Take, for example, the threesome of white men who won a gold Loerie for a calendar they created for the Slave Lodge in Cape Town. To commemorate South Africa’s slave history, they photographed, quite beautifully, descendants of slaves who, on their arrival in Cape Town in the 17th century, were stripped of their original surnames and renamed according to the months in which they arrived. In the award-winning calendar, January to December were elucidated with the faces of the coloured people who still carry those surnames. The idea itself wasn’t distasteful. The problem with subtle capturing of narratives by one group, critics urged, is that they end up telling everybody’s story from their point of view, making for a limited and often inaccurate point of view and, consequently, portrayal.

“You might find that there are more women employed in the industry, but there aren’t enough of them in decision-making positions at these agencies. And the same can be said for black people,” said Khaya Dlanga, whose younger, untrained brother won a gold Loerie and a Grand Prix award for the first ad he ever made when he was an intern at Black River Football Club.

“If the industry was transformed, we wouldn’t still be talking about the portrayal of women [as sex objects, happy mamas or ditsy poppies] and black people [as perpetual dancers for airtime, chicken or bread or speaking in exaggerated and caricatured voices]’’ said Dlanga. The younger Dlanga’s Grand Prix (one of only four that year) served as an example of how many winning ideas are locked out by limited access to the industry. At the time of winning the Grand Prix award, he did not have a full-time job.

Back to the future
So how did the industry eventually transform itself? In addition to having strong female voices such as chairperson Suhana Gordhan, they started asking for advice from industry stakeholders.

Insiders such as Between 10and5 founder Uno de Waal had ideas as simple as ‘’introducing policies mandated by ad agency management to ensure that diverse teams come up with ideas for adverts, not homogenous groups of white men. Relevant ideas don’t come from homogenous groups,” he said.

He called for the re-evaluation of the industry echo chambers where, during industry events, the same people were talking to each other.

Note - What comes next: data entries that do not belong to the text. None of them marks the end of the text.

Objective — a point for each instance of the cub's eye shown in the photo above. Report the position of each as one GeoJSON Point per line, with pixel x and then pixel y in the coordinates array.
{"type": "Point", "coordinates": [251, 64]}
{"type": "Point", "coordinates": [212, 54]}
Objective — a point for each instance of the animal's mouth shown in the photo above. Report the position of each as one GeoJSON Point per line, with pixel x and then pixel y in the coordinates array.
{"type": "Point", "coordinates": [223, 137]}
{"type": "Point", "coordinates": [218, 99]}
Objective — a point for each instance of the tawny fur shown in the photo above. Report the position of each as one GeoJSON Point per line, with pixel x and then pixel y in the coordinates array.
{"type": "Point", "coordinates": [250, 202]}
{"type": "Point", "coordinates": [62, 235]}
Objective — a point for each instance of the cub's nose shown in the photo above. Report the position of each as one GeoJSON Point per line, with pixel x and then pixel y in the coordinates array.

So tonight, in the future as they imagined it back then, the industry is practically unrecognisable. There are even wheelchair ramps to get on to the stage. The profit margins have exploded because of all the clients the agencies have across the continent and the world. There are prime-time isiZulu and Mandarin ads.

Boardrooms, which have become playrooms, have become democratised by the various pairings of people who might never have interfaced in the past because of access. The measure of what makes a good idea in this transformed industry is different. Good ideas aren’t tethered to race or gender but by access to spaces that allow creativity to flourish.

Milisuthando Bongela’s trip to the 2016 Loeries was sponsored by the Loeries.